LA BUENA TÍA

La Señora Amédine de Trénis, – tía Amédine, como se la llamaba – se acurrucaba, regordeta y mullida, entre las sábanas bordadas con punto inglés. Iba a dormirse, con una risilla de satisfacción en los labios. ¡Había estado radiante! En la jornada, la señora de Trénis había casado a su sobrina a la que adoraba, y realmente todo había salido muy bien. ¡Cuántas personas en la iglesia! Todo París, el París importante. Talazac había cantado como los ángeles. Ahora los recién casados estaban solos, en el segundo piso del hotel, en la suite nupcial. ¡Oh! sin duda, Jane estaría feliz. A pesar de su cintura demasiada alta y su complexión un poquito demasiado pesada – con aspecto de robusto patán – el Sr. de Cardan, joven, con los ojos azules y los cabellos negros, era un muy apuesto muchacho, y pasaba por ser el más galante de los hombres. «¡Hummm! feliz, ¿lo es ya tal vez?» Tía Amédine pensaba en esas cosas con complacencia, en el suave lecho profundo que cada vez estaba más tibio. Lo que la había puesto de tan buen humor, disponiéndola para tan bellos sueños, era que ella había tenido su parte, absolutamente personal, en los éxitos de la jornada. A los treinta y seis años, una no es vieja, sobre todo cuando se es blanca, y, para la blancura, ella no se detenía ante nadie, ni siquiera ante su sobrina, de una palidez menos intensa, un poco más fría: Jane era como la nieve, «yo soy la crema»; de modo que durante la ceremonia, todas las miradas no habían sido para la novia y, en la sacristía, un hombre joven al pasar había dicho en voz baja, de un modo un poco brutal, pero no sorprendente «¡Caramba! yo me conformaría muy bien con la tía.» ¡No era desagradable! Más de uno pensaba como él. Sin ir más lejos, por ejemplo, ella a menudo había observado que el mismo Sr. de Cardan – ¡el novio! ¡casi marido! – la miraba con buenos ojos. ¡Qué hombres esos! Pero, gracias al cielo, ella estaba de vuelta de todas esas locuras. Viuda desde hacía cinco años, habiendo tomado seriamente sus responsabilidades familiares, estaba muy alejada, incluso después del matrimonio de Jane, de abandonarse a ridículas ideas; y el hombre más enamorado del mundo habría tenido los ojos azules y los cabellos negros del Sr. de Cardan...

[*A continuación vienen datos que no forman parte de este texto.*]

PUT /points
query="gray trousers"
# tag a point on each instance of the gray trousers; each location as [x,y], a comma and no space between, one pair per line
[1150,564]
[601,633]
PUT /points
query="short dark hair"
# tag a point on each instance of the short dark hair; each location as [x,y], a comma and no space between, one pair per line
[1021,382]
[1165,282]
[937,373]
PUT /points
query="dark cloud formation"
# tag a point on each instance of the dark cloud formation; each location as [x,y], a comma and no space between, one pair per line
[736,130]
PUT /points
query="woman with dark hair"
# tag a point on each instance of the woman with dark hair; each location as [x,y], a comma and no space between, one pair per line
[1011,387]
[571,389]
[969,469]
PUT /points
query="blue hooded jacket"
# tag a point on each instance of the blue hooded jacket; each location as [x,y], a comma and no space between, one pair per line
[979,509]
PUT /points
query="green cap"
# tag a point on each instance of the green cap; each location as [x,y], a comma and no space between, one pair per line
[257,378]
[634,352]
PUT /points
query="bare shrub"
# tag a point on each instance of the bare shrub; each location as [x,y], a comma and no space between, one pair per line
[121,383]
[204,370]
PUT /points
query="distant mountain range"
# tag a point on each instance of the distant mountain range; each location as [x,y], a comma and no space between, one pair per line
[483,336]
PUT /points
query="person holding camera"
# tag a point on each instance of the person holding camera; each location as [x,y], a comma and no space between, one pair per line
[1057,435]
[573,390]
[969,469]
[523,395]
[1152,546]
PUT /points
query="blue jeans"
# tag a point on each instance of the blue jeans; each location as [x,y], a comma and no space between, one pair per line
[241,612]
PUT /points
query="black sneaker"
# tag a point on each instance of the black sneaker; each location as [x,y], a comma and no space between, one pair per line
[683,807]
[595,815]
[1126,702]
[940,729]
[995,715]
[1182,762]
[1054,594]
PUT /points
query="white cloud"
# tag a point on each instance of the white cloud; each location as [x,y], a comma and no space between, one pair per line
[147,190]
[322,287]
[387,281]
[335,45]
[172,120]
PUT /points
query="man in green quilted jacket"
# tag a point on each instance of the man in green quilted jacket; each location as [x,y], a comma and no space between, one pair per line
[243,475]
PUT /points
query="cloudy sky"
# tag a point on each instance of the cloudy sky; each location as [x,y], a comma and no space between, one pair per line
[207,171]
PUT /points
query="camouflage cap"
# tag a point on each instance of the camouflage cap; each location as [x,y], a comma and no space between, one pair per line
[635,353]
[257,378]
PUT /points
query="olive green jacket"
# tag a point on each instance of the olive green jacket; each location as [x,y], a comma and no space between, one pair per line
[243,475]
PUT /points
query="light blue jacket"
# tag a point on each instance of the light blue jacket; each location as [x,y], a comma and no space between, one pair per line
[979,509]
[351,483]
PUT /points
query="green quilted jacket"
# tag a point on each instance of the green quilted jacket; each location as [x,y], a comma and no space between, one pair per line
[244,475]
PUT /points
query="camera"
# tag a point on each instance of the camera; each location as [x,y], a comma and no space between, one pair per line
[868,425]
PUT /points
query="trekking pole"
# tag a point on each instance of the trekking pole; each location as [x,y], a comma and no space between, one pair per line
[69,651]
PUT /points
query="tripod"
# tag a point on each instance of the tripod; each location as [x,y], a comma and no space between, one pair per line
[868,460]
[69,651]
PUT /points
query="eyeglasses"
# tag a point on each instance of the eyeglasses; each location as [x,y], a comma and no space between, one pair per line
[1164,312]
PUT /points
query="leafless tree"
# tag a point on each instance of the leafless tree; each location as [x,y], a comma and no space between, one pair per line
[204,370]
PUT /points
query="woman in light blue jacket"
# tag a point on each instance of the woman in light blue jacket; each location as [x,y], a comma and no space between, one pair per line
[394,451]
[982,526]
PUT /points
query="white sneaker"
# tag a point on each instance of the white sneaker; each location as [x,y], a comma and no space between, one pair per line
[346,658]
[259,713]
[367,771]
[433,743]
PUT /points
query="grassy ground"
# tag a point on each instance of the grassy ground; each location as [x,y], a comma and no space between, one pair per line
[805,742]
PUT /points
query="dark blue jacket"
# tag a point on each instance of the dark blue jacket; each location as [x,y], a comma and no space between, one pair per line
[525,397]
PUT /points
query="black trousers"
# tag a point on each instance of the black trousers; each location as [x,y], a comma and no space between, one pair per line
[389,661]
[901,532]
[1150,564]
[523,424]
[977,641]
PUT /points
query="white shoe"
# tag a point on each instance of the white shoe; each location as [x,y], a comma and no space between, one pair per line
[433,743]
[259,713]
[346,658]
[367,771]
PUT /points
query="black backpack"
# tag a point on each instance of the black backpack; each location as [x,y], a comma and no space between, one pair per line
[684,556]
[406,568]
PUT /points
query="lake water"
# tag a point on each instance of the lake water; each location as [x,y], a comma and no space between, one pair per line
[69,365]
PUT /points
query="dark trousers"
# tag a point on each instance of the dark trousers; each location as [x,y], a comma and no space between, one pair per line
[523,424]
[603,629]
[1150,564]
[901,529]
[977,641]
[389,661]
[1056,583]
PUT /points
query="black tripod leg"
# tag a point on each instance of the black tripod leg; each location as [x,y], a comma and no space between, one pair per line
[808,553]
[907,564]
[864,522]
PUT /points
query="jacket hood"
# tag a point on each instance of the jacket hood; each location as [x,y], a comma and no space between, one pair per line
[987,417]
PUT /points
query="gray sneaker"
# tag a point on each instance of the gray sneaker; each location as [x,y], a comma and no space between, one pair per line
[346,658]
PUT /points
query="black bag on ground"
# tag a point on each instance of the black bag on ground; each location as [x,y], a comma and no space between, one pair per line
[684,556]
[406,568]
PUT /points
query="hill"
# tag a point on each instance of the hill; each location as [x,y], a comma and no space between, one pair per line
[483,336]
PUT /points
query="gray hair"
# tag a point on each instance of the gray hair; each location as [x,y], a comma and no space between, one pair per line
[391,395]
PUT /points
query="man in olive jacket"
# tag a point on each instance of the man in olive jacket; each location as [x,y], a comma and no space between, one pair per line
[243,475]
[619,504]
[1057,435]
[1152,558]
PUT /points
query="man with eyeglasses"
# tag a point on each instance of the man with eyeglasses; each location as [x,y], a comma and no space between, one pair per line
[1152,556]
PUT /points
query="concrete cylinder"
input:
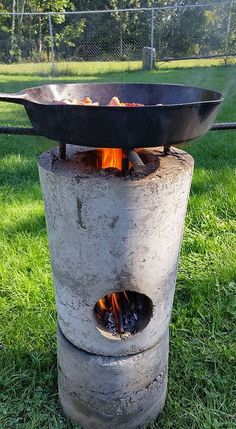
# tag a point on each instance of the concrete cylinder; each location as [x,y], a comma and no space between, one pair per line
[112,392]
[109,234]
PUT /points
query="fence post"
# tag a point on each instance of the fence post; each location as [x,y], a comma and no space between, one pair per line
[51,41]
[152,37]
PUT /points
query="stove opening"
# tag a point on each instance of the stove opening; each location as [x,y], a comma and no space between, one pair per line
[123,313]
[110,158]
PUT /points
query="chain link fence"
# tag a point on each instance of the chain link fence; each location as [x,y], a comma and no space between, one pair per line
[93,41]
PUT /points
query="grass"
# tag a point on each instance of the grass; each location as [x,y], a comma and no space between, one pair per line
[88,68]
[202,354]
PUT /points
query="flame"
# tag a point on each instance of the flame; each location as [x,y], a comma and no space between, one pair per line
[109,158]
[112,303]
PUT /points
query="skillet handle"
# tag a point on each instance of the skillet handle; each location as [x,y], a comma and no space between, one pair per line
[18,98]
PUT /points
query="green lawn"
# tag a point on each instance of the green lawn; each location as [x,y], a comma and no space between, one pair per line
[201,375]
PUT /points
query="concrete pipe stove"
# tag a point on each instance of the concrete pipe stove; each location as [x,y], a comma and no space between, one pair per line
[115,238]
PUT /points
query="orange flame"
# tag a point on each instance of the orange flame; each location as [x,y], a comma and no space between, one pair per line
[109,158]
[112,303]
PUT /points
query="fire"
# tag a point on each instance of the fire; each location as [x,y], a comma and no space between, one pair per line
[110,158]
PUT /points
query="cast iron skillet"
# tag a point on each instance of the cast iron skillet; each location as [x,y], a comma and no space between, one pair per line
[186,113]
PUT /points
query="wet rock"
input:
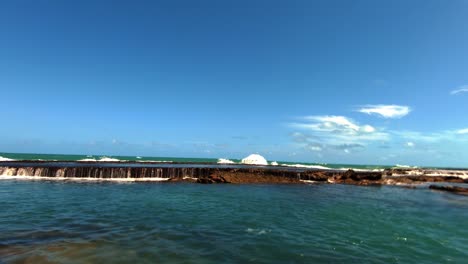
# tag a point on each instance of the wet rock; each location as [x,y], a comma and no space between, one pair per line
[452,189]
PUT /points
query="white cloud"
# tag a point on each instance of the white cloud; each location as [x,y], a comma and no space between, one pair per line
[335,130]
[462,131]
[386,111]
[461,89]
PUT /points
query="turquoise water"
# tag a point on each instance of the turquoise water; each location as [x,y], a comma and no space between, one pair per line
[63,157]
[188,223]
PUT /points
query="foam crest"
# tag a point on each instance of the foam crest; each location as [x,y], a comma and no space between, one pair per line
[307,166]
[5,159]
[225,161]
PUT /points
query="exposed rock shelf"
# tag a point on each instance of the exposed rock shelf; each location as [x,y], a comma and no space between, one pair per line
[223,175]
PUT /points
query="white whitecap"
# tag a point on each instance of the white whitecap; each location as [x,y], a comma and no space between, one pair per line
[225,161]
[87,160]
[5,159]
[307,166]
[107,159]
[254,159]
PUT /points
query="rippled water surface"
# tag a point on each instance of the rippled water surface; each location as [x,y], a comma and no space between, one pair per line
[76,222]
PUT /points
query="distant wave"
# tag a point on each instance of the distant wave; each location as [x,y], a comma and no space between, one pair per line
[107,159]
[406,166]
[5,159]
[307,166]
[155,161]
[87,160]
[102,159]
[225,161]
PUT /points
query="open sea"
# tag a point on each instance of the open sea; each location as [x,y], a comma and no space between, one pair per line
[145,159]
[75,222]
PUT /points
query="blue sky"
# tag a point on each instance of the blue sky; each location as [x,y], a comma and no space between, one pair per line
[374,82]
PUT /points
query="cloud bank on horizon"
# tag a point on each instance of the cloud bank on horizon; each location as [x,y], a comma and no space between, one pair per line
[340,134]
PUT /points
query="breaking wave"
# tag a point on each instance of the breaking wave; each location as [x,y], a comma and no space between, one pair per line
[225,161]
[5,159]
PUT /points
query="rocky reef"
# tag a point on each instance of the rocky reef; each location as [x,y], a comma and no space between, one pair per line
[219,174]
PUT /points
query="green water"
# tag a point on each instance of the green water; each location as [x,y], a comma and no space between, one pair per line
[62,157]
[74,222]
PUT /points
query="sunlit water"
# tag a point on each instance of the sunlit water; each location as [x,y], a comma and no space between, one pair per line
[191,223]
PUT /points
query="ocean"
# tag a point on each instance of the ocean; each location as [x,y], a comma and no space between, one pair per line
[73,222]
[143,159]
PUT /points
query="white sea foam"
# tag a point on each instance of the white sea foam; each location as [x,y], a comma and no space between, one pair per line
[258,231]
[87,160]
[254,159]
[5,159]
[107,159]
[406,166]
[307,166]
[23,177]
[154,161]
[225,161]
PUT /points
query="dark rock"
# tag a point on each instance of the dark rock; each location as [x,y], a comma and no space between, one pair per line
[452,189]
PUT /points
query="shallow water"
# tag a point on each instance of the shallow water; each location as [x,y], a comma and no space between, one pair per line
[190,223]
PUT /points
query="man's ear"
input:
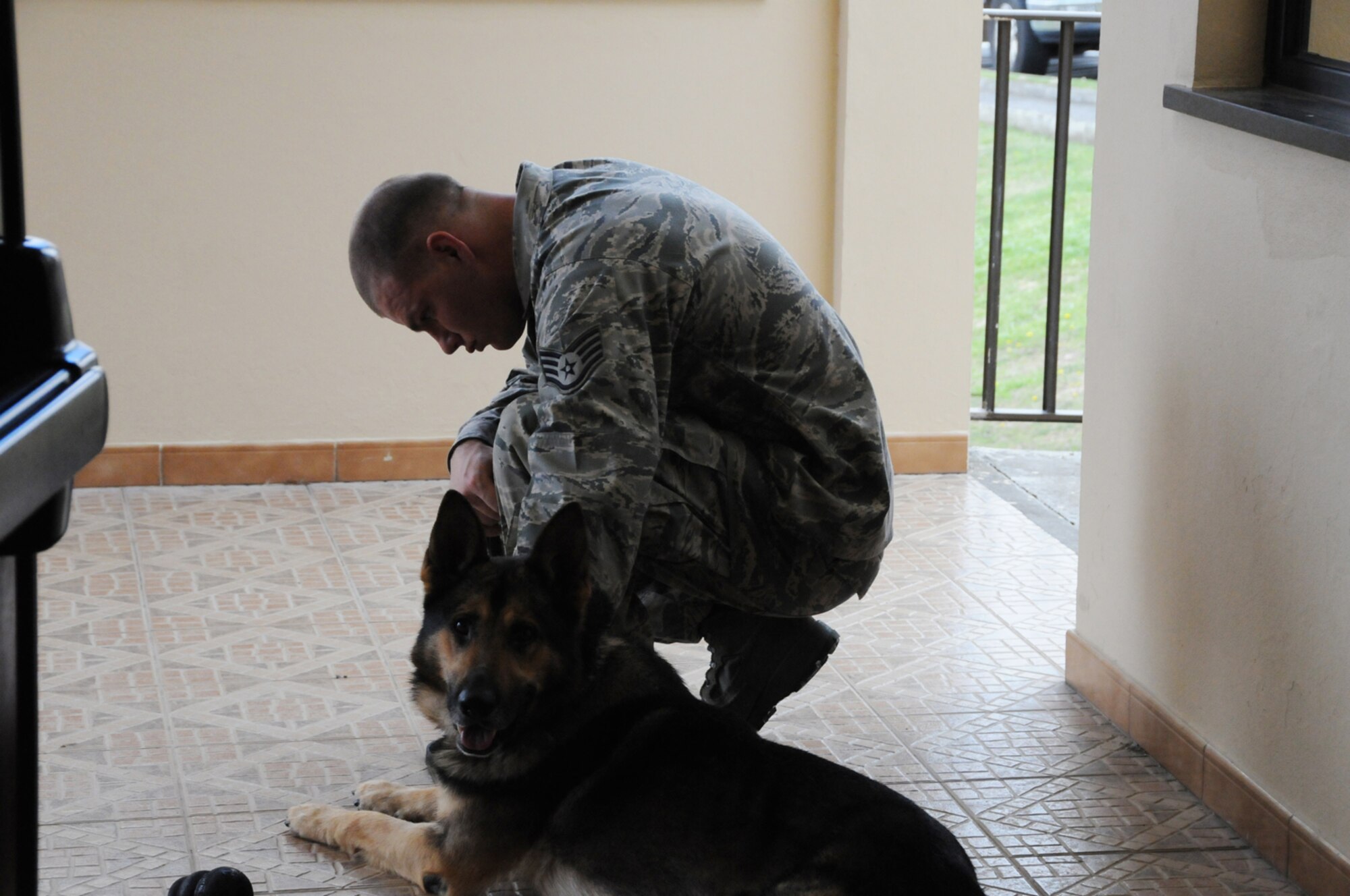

–¡Tía! ¡tía Amédine! ¡tía!
La puerta sonaba con cortos golpes propinados por un puño, intensos, temibles, que daban la impresión de ser los redobles de un tambor.
La señora de Trénis saltó de la cama, abrió la puerta, y la recién casada, en el caos del miedo y la huida, con los cabellos despeinados y la manga del camisón subida, se arrojó al cuello de su tía, sumida en llanto y cien frases a medio pronunciar. «¡Era espantoso! El Sr. de Cardan... ¡Ah! Dios, si lo hubiese sabido... Completamente espantoso... Pero se quedaría aquí, se ocultaría aquí. ¡Oh! desde luego no volvería con su marido. Era necesario cerrar la puerta, construir una barricada con todos los muebles...» De entrada, la tía Amédine tuvo ganas de reír. ¡Esas inocentes se asustan muy fácilmente! Sin embargo cuando vio que Jane no se calmaba y seguía llorando, rechazando enérgicamente regresar a la suite nupcial, se puso seria. Recordaba historias que le habían contado. A veces los recién casados se comportan de un modo brutal, bien transportados por el ardor de su pasión, o bien que... ¡Su deber de cabeza de familia la conminaba a saber la verdad! Se envolvió con una bata de terciopelo negro que hacía resaltar la blancura del cuello y del mentón, y salió diciendo muy seriamente a su sobrina:
–Espérame, voy a hablar con tu marido.
Pero, una media hora después, cuando bajó, ya no estaba tan seria. Y con una sonrisa dibujada en sus ojos y labios, dijo a la esposa que todavía se encontraba horrorizada:
– ¡Vamos, pequeña, regresa con tu marido!
Como Jane vacilase todavía, no queriendo y negándose, la tía Amédine añadió:
– ¡Me ha dado todas las explicaciones deseables, y te juro que las equivocaciones son todas tuyas!